Un tel épisode de cas groupés humains n'avait jamais été vu en France.

EUROPE
Bilan animal
Cette saison au 27/09/2018, 220 foyers avaient été déclarés, depuis le premier en Hongrie le 29 juin. Des équidés étaient impliqués dans 204 foyers, l’avifaune sauvage dans quinze cas ; une déclaration concerne également un chien (en Grèce).
La distribution géographique est plus étendue que les années précédentes, avec notamment des cas observés pour la première fois au Nord de l’Allemagne (Figure 1 et Tableau 1).
Le nombre de foyers, ainsi que la précocité des déclarations, est aussi remarquable par rapport aux années précédentes (Figure 2).

Figure 1. Localisation des foyers de fièvre West Nile en Europe en 2018 chez des animaux (équidés, avifaune sauvage, chien) (Source ADNS au 27/09/2018).

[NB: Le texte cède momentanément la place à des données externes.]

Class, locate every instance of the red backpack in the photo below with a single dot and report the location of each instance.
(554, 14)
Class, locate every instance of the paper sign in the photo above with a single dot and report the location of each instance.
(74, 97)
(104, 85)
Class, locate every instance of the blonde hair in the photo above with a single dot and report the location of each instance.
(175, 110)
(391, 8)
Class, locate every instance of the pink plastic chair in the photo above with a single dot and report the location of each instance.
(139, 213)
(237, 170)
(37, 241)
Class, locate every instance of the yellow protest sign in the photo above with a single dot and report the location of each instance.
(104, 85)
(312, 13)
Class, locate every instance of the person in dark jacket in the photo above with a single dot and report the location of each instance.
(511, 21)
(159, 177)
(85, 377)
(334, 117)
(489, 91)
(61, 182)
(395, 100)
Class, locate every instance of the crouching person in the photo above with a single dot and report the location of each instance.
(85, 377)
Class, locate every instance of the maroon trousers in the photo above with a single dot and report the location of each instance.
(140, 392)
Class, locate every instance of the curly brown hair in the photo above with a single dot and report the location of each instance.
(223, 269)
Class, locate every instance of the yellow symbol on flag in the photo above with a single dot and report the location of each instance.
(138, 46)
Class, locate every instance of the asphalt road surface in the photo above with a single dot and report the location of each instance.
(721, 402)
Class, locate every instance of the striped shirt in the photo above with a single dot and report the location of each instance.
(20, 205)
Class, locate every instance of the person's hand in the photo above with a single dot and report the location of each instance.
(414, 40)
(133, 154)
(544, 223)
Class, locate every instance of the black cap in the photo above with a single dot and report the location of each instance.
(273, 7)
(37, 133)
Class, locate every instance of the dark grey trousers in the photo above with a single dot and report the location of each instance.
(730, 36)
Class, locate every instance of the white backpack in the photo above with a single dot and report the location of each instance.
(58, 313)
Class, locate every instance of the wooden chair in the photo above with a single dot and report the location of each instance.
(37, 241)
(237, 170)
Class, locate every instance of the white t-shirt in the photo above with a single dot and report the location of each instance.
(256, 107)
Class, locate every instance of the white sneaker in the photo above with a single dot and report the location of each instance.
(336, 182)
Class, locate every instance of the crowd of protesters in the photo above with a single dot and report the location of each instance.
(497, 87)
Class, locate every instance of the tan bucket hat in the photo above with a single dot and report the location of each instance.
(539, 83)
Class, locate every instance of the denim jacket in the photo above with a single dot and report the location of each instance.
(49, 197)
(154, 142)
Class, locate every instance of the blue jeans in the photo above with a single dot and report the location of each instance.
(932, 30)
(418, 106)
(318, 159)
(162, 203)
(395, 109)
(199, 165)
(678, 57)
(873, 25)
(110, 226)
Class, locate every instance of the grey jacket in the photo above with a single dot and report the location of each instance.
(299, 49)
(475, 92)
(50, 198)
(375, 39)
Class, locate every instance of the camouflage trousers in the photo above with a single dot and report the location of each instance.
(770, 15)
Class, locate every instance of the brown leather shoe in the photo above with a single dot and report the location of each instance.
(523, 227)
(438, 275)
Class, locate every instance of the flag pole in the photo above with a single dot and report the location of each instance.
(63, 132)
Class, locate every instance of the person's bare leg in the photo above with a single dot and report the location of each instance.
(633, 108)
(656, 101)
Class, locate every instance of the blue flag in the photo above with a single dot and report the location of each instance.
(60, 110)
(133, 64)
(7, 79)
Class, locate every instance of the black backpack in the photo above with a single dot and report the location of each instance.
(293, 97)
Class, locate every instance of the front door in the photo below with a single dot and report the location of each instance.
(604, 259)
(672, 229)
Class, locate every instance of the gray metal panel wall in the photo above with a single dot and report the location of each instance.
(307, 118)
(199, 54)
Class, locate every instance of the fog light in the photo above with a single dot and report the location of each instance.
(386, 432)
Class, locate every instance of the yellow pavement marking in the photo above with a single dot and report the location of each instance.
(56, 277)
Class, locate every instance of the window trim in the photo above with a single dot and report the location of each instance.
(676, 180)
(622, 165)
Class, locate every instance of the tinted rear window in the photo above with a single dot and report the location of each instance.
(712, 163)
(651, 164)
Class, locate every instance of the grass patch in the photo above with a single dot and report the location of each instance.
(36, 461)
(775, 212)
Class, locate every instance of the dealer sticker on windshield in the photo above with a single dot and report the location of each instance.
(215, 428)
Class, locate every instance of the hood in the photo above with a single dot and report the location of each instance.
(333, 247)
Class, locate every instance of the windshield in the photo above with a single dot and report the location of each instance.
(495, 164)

Tableau 1. Répartition des cas et foyers de fièvre West Nile (hors foyer canin) en 2018 en Europe par pays et groupes d’animaux (données ADNS au 27/09/2018)
 

  Nombre de foyers d’équidés Nombre de foyers avifaune sauvage
Allemagne 1 38
Autriche 1  
Croatie   2
France 4 1
Grèce 12 4
Hongrie 78  
Italie 107  
Roumanie 2  
Slovénie   1

Espèces atteintes dans l’avifaune en 2018 (au 27/09/2018)
Au sein de l’avifaune sauvage ou captive, plusieurs espèces différentes ont été déclarées positives en Europe :

  • buse (Buteo buteo),
  • canari (Serinus canaria),
  • chouette lapone (Strix nebulosa),
  • corbeau (Corvus corax),
  • corneille mantelée (Corvus cornix),
  • faucon (espèce non précisée),
  • passereau (espèce non précisée).